Safety and Efficacy of Quadriderme® in the Treatment of Impetiginous Eczema (Study P05134AM1) - Full Text View

Sponsored by:	Schering-Plough
Information provided by:	Schering-Plough
ClinicalTrials.gov Identifier:	NCT00671528

Purpose

This is a parallel-group, randomized, active-controlled, double-blind, Phase 4 trial comparing three creams in the treatment of impetiginous eczema:

Arm A: QUADRIDERME® cream (betamethasone diproprionate, clotrimazole and gentamicin sulfate)
Arm B: Combination of betamethasone diproprionate cream and gentamicin sulfate cream
Arm C: Betamethasone diproprionate cream

At 7 sites, in Portugal, a total of 207 subjects will be randomized using a 1:1:1 randomization ratio to receive one of the three possible treatments for a maximum period of 28 days or until 5 days after total remission of the signs and symptoms, but never more than 28 days.
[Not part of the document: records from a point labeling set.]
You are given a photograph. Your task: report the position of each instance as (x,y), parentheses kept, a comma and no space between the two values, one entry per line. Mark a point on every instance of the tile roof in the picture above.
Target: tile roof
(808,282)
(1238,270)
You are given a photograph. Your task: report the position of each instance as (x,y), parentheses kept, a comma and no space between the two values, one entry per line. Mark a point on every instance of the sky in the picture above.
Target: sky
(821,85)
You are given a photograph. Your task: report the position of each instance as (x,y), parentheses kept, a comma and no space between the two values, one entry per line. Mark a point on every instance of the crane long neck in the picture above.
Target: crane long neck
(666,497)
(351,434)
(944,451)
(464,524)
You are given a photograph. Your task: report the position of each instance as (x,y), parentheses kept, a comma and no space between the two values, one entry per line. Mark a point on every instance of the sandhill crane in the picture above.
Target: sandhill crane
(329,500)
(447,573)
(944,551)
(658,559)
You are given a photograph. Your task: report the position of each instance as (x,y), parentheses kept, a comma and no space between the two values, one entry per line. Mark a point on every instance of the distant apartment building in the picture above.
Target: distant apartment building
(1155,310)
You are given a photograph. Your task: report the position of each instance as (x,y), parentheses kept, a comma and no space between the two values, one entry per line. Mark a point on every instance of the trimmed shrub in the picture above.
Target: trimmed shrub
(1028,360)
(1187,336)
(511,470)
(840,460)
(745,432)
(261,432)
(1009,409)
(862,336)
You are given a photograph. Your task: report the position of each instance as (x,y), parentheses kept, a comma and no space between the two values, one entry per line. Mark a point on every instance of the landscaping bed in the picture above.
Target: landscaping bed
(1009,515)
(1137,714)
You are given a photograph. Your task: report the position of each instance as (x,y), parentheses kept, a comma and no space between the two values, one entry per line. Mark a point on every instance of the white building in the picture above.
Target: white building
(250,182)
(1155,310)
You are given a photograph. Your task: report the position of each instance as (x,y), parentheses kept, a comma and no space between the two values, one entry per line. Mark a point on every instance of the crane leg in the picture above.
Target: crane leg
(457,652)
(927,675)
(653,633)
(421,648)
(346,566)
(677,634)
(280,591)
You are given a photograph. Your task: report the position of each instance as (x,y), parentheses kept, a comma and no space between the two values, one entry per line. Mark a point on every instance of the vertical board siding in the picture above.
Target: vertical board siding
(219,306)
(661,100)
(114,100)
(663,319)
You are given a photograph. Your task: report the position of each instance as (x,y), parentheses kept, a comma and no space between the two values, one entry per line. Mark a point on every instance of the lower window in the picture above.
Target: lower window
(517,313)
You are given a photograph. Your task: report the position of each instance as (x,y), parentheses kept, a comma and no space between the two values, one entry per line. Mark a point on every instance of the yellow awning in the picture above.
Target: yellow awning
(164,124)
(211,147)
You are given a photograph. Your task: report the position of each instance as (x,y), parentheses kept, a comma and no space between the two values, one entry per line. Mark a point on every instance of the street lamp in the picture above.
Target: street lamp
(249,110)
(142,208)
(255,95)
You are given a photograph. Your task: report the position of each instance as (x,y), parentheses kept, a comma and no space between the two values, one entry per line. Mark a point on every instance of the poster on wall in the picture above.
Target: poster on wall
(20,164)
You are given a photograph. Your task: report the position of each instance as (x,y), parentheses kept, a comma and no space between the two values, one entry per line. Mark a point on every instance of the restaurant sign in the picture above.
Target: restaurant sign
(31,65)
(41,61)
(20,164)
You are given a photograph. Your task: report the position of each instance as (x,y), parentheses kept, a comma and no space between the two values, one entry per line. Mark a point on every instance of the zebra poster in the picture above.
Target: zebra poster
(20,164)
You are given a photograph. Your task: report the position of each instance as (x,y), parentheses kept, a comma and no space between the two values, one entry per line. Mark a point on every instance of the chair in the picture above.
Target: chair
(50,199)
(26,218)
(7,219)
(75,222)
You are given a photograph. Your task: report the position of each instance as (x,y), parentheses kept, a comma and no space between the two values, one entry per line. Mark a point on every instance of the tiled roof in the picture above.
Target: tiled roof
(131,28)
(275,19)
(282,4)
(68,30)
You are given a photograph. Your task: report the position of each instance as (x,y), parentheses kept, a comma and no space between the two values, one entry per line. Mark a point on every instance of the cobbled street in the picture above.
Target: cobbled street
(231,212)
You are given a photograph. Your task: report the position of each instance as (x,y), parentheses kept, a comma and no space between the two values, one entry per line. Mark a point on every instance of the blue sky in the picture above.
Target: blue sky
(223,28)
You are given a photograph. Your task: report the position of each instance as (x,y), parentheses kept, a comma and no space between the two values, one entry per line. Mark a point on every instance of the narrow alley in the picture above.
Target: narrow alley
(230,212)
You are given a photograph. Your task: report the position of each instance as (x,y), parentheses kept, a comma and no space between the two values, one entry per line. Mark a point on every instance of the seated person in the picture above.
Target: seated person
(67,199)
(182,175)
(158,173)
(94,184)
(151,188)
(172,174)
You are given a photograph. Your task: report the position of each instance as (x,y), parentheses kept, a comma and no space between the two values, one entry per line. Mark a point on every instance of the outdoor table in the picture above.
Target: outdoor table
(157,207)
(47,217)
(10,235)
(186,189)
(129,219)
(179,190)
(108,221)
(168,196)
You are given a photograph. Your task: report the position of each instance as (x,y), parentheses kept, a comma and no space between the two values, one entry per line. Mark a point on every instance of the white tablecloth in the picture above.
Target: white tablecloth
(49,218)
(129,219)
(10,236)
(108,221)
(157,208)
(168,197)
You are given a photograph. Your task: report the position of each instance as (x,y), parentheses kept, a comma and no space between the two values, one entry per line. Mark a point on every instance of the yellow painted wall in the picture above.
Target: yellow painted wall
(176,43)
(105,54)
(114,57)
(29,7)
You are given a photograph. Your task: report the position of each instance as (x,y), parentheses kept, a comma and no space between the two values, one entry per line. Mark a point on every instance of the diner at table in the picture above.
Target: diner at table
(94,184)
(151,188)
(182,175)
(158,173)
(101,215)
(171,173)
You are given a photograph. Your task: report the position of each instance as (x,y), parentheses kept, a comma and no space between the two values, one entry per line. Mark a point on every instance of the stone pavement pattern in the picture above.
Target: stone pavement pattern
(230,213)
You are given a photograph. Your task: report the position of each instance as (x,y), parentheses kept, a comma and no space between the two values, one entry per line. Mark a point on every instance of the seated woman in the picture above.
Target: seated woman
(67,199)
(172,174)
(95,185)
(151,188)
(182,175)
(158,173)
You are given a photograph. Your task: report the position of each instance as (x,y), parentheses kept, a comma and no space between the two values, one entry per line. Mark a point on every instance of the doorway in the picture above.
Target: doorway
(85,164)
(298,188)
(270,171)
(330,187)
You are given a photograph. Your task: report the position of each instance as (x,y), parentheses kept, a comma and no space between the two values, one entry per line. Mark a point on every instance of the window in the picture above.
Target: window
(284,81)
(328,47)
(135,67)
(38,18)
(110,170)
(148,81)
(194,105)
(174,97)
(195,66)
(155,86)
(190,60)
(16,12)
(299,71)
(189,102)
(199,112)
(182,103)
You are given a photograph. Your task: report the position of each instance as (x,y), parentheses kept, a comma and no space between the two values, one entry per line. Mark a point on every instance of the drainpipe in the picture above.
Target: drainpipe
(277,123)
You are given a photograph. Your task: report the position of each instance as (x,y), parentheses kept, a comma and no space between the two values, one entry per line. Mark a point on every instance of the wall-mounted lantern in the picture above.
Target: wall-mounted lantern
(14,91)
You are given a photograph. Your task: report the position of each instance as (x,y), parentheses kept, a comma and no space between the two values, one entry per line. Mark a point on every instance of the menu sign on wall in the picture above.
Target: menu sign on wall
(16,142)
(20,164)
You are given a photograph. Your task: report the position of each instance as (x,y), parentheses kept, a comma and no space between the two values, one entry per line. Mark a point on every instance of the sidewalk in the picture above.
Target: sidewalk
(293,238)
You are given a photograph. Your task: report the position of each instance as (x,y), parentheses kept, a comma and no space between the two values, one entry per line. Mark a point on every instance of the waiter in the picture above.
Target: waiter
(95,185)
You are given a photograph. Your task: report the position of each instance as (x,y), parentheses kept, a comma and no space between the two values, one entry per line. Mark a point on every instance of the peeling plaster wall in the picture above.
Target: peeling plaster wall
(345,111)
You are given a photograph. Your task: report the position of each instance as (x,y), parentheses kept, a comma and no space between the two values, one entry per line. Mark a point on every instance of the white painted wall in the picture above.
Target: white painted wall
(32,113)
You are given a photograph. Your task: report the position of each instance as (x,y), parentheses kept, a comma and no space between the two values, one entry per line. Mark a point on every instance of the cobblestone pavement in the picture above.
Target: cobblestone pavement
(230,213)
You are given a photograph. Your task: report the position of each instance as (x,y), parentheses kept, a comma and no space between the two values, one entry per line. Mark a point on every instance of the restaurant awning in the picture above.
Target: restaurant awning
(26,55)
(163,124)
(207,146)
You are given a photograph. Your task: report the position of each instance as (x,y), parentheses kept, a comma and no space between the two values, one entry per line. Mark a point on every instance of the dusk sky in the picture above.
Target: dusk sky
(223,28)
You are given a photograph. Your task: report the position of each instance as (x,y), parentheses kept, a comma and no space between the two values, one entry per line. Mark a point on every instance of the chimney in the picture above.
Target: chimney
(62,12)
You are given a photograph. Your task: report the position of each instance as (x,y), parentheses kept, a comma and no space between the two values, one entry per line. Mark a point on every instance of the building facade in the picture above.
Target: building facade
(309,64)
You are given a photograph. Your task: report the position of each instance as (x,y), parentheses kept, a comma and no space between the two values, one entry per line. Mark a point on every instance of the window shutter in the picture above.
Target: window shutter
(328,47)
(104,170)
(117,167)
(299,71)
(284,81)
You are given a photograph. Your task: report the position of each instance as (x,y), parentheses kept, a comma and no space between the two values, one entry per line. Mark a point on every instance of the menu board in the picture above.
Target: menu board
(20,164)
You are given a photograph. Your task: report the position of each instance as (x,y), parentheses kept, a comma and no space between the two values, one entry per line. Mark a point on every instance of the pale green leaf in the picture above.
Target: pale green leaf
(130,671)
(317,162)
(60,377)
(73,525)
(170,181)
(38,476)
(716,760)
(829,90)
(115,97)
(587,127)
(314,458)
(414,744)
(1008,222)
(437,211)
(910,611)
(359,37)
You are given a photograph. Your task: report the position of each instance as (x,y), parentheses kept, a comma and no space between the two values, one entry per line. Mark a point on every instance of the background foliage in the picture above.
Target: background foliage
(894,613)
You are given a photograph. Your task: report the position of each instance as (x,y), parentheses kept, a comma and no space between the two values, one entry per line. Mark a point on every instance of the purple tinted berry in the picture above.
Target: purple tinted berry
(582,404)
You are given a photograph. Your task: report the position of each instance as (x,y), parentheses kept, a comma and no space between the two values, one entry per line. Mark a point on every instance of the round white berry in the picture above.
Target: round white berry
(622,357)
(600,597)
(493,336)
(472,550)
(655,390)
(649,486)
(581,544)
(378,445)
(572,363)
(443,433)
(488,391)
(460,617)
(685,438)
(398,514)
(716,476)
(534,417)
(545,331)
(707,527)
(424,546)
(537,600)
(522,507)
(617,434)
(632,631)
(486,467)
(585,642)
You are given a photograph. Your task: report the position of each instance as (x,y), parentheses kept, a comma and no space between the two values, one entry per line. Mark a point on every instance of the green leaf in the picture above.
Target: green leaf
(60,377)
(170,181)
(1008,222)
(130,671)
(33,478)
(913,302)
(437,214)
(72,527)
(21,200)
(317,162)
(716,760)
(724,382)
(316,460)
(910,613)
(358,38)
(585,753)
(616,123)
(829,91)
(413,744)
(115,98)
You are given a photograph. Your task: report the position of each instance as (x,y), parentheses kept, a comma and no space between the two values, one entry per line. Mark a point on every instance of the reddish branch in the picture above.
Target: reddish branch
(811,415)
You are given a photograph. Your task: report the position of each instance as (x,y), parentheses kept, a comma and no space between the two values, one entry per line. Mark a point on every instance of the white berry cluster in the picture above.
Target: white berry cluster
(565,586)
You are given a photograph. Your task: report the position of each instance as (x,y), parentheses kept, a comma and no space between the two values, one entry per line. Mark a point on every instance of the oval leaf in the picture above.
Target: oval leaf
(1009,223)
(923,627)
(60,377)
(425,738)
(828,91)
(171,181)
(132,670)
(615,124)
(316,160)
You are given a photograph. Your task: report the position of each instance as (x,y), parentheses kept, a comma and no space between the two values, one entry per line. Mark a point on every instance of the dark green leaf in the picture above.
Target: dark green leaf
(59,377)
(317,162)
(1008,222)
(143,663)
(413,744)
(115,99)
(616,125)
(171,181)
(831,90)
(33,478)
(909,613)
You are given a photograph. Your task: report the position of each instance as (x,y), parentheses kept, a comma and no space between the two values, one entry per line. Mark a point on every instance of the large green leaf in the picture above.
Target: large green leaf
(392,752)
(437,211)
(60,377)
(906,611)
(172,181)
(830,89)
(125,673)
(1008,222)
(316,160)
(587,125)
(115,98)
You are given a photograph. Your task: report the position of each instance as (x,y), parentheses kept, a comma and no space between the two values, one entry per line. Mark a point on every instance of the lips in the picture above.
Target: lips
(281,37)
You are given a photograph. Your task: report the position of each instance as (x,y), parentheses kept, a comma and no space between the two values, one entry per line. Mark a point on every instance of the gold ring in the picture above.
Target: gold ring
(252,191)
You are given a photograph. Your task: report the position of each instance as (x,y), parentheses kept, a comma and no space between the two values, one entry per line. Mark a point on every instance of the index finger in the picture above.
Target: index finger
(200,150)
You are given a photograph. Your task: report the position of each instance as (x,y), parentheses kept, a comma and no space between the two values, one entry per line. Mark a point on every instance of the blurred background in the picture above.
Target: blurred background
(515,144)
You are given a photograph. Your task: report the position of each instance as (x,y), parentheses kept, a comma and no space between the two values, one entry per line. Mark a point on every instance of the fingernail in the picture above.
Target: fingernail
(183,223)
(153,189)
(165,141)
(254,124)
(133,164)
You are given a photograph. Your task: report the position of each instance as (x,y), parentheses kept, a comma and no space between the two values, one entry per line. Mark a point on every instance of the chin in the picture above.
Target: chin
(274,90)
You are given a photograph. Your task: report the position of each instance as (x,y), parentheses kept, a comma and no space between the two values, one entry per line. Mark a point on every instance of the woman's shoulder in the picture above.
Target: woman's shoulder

Assessments will be made of level of improvement of the target area in each treatment group, number of days for total remission, and safety profile.

Condition	Intervention	Phase
Dermatitis, Atopic Eczema, Atopic Skin Diseases, Eczematous	Drug: Cream (betamethasone diproprionate, clotrimazole, and gentamicin sulfate) Drug: Cream (betamethasone diproprionate and gentamicin) Drug: Cream (betamethasone diproprionate)	Phase IV

Study Type:	Interventional
Study Design:	Treatment, Randomized, Double Blind (Subject, Caregiver, Investigator, Outcomes Assessor), Active Control, Parallel Assignment, Safety/Efficacy Study
Official Title:	Double-blind Evaluation of the Safety and Efficacy of Quadriderme® (Betamethasone Diproprionate, Clotrimazole and Gentamicin) Compared With Betamethasone Diproprionate Combined With Gentamicin Sulfate and With Betamethasone Diproprionate in the Treatment of Impetiginous Eczema

Resource links provided by NLM:

MedlinePlus related topics: Eczema Skin Conditions

Drug Information available for: Miconazole nitrate Miconazole Clotrimazole Bentelan Betamethasone Gentamicins Betamethasone dipropionate

U.S. FDA Resources

Further study details as provided by Schering-Plough:

Primary Outcome Measures:

Percent improvement of individually measured signs of the disease (in a given target area) assessed objectively by the investigator according to predefined scales: 0 to 5 for Erythema, Vesiculation, Scaling, and Pruritis; 1 to 6 for Overall Assessment. [ Time Frame: Days 1, 8, 15, 21, and 28. ] [ Designated as safety issue: No ]

Secondary Outcome Measures:

The speed of action, measured as the number of days required to achieve total remission. [ Time Frame: Up to 28 days of treatment. ] [ Designated as safety issue: No ]
Safety profile (adverse events, clinical laboratory tests, physical examination, and vital signs) [ Time Frame: For adverse events, up to 30 days after last dose of study medication; for clinical laboratory tests, Days 1 and 28; for physical examination and vital signs, Days 1, 8, 15, 21, and 28. ] [ Designated as safety issue: Yes ]

Estimated Enrollment:	207
Study Start Date:	July 2009
Estimated Study Completion Date:	October 2010
Estimated Primary Completion Date:	October 2010 (Final data collection date for primary outcome measure)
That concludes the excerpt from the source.